YOLOv8 for Fire and Smoke Recognition Algorithm Integrated with the Convolutional Block Attention Module ()
1. Introduction
Fire and smoke have become significant threats due to their high frequency and destructive nature. Their rapid spread, particularly in combustible-dense areas such as residential zones, airports, and forests, poses a challenge for swift control. Consequently, timely and accurate fire detection is crucial for preventing large-scale disasters. Traditionally, research has focused on contact-based fire detection sensors like smoke, temperature, and particle sensors, which are cost-effective and easy to deploy. However, these systems are suitable mainly for small areas and have considerable limitations in larger settings. Since they require direct activation by fire temperature or smoke, there is a potential delay in optimal fire extinguishing time. Compared to sensor-based methods, vision-based fire detection offers numerous advantages, including rapid response, extensive coverage, and environmental robustness, leading to its increasing popularity.
In recent years, research on fire and smoke detection has predominantly focused on video image detection algorithms, primarily divided into two categories: traditional classifier-based and deep learning-based smoke and fire detection.

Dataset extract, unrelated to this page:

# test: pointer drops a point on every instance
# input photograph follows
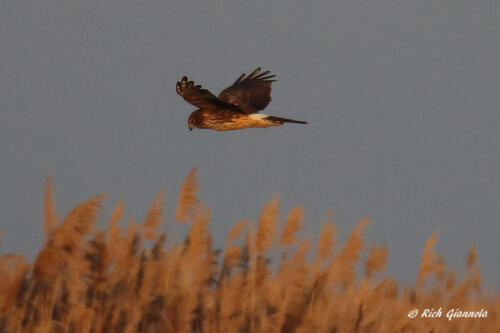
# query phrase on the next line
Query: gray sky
(402, 97)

The former approach initially employs feature extraction methods such as SIFT [1] and HOG [2] to extract characteristics of fires and smoke, including brightness, color, texture, and edges. These features are then fed into classifiers for training, ultimately utilizing classifiers like SVM, Bayesian networks, and BP neural networks to determine the presence of fires and smoke in images, as discussed in [3] . However, this methodology predominantly relies on manually crafted algorithms for extracting low-level image features, followed by optimization of the results. Consequently, this leads to significant time consumption, resulting in poor performance and slower real-time detection of fire and smoke. Furthermore, issues like occlusion and interference often result in numerous false positives and errors in background detection. Therefore, these methods are ineffective for timely and efficient detection and alarm signaling in the early stages of tunnel fires.

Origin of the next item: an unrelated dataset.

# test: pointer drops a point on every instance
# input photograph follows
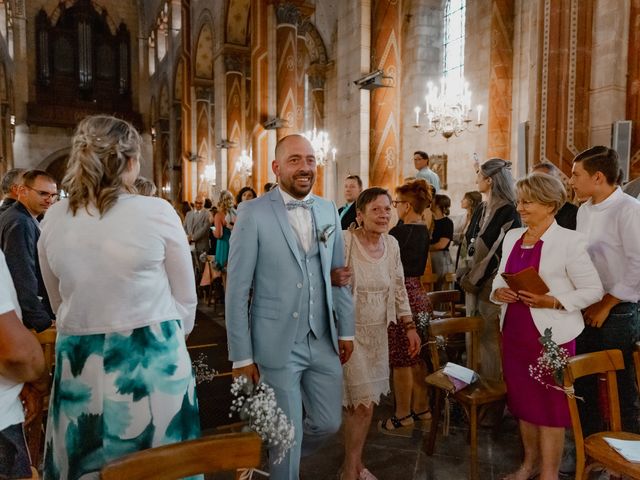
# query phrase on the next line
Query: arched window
(454, 20)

Deep learning-based fire detection algorithms excel in extracting more abstract and advanced features of fires and smoke, demonstrating superior performance compared to traditional classifier-based methods. These algorithms are characterized by their high efficiency and accuracy. Frizzi S. [4] introduces a convolutional neural network capable of automatically recognizing fires in videos. This network utilizes convolutional layers to extract features, pooling layers to reduce feature map dimensions and simplify computational complexity, and fully connects layers to amalgamate all features before outputting to a classifier. Compared to manual feature extraction methods, these algorithms significantly improve accuracy and speed. However, their reliance on two-dimensional convolution overlooks the dynamic characteristics of fires and smoke. Moreover, due to dataset limitations, they are primarily effective in recognizing only red fires.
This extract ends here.